In lieu of the court’s opinion, perhaps now is the time to redirect communal energies toward building additional war memorials—not with a cross but the Star of David.
Since it now seems acceptable to erect public war memorials using symbols once thought to be purely sectarian, in memory of the Jewish servicemen and servicewomen who have died for their country, it’s time to present a few names and locations where new Star of David memorials could be erected to honor and all others who died in service.
As you will see, the star works as well as the cross, even in the unlikeliest of settings.
The marker should be about 7 feet high and made of wood or stone, built with a secure foundation. The Mojave Cross was stolen recently, and I don’t want these new memorials going anywhere, save for perhaps a brief court appearance.
My first nominee for a Star of David memorial is the first Jew to die in the Revolutionary War, Francis Salvador. Salvador, a plantation owner and delegate to two provincial congresses, died in a British-induced skirmish with the Cherokees a few miles from the Keowee River, about 25 miles from his home in Greenwood, S.C.
A memorial to Salvador in downtown Charleston that I saw a few summers ago reads in part:
“Commemorating Francis Salvador 1747–1776
First Jew in South Carolina to hold public office And
to Die for American Independence”
Perhaps on a bluff overlooking the Keowee River, the Star of David for Salvador and all those died in the Revolutionary War could be erected.
My second nomination for a memorial star goes to William Sawleson, a World War I U.S. Army sergeant who posthumously received the Congressional Medal of Honor.
The citation for his medal reads: “Hearing a wounded man in a shell hole some distance away calling for water, Sgt. Sawelson, upon his own initiative, left shelter and crawled through heavy machine-gun fire to where the man lay, giving him what water he had in his canteen. He then went back to his own shell hole, obtained more water, and was returning to the wounded man when he was killed by a machinegun bullet.”
Who knew that Congress gave medals for “gemulut chasidim,” acts of loving kindness?
Considering his action, Sawelson’s six-pointed star should definitely stand overlooking a place of water. He was from Newark, N.J., so why not a parcel overlooking the nearby Passaic River, which many environmental groups as well as the U.S. Army Corps of Engineers, are working to restore?
Casualties of World War II have numerous memorials across the country.
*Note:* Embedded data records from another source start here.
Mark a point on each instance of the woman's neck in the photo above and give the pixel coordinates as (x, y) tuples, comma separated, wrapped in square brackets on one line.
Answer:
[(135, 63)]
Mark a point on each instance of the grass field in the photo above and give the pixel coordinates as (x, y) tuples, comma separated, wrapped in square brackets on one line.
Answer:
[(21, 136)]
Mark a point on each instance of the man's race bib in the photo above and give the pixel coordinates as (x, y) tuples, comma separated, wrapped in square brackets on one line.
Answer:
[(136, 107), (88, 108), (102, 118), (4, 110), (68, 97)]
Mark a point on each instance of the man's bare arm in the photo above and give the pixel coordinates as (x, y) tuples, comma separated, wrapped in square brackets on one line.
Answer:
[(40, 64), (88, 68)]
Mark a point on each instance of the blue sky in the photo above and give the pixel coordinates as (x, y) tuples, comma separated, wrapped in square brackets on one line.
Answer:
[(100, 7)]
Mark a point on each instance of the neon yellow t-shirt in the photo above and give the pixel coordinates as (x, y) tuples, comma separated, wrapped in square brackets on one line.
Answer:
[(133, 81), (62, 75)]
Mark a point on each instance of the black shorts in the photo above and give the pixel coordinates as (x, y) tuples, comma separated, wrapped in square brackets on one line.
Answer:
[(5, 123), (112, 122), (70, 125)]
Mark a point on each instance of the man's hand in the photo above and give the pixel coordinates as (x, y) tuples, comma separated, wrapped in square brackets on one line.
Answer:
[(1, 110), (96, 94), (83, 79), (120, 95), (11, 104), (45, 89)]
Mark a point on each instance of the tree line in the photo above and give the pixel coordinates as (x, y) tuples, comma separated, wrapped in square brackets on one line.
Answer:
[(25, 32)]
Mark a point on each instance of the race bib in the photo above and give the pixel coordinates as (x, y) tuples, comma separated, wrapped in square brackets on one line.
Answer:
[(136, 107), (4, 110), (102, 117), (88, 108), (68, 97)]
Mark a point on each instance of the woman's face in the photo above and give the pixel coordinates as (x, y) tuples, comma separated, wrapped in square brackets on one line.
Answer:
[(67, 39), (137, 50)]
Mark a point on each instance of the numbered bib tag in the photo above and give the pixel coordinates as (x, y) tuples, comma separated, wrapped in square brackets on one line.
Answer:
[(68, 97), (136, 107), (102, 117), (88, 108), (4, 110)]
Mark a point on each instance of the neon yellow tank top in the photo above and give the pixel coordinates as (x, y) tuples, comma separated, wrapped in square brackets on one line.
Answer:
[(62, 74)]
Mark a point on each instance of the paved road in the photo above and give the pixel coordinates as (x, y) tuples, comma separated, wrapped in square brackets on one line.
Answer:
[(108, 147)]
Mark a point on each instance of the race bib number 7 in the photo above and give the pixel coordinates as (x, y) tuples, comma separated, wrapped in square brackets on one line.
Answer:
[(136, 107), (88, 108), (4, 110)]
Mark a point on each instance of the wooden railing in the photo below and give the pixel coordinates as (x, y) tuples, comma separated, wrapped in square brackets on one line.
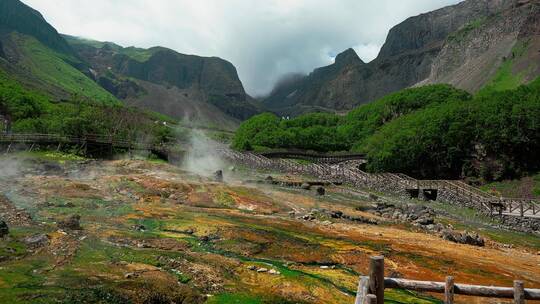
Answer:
[(461, 193), (36, 138), (371, 288), (318, 157)]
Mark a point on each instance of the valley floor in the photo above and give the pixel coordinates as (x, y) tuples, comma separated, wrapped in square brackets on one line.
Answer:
[(153, 233)]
I will add another with my third nomination; a new memorial with a Star of David is in order for Gertrude Shapiro, a young Jewish Army nurse who was sent to Hiroshima, Japan, to help care for survivors in September 1945, only a few weeks after the bomb had been dropped.
On her return to the States, Shapiro suffered from a variety of ailments, and according to Hasia R. Diner and Beryl Lieff Benderly in their book “Her Works Praise Her,” she died in 1972 “of a cancer probably caused by her exposure to nuclear radiation.”
To honor Shapiro, as well as other service personnel who died as a result of aiding atomic victims, a two-triangled star should stand in the Little Tokyo section of downtown Los Angeles.
There, in a several-block area of Japanese shops, apartment buildings, cultural center and Buddhist temple, on a bench sits a life-sized bronze statue of Chiune Sugihara, a Japanese diplomat who during his WWII service as vice counsel in Lithuania saved the lives of thousands of Jews by issuing them transit visas. The accompanying plaque quotes from the Talmud: “He who saves one life, saves the entire world.”
Placing the star nearby would complete a circle.
It’s not just playing with symbols.
(Edmon J. Rodman is a JTA columnist who writes on Jewish life from Los Angeles.)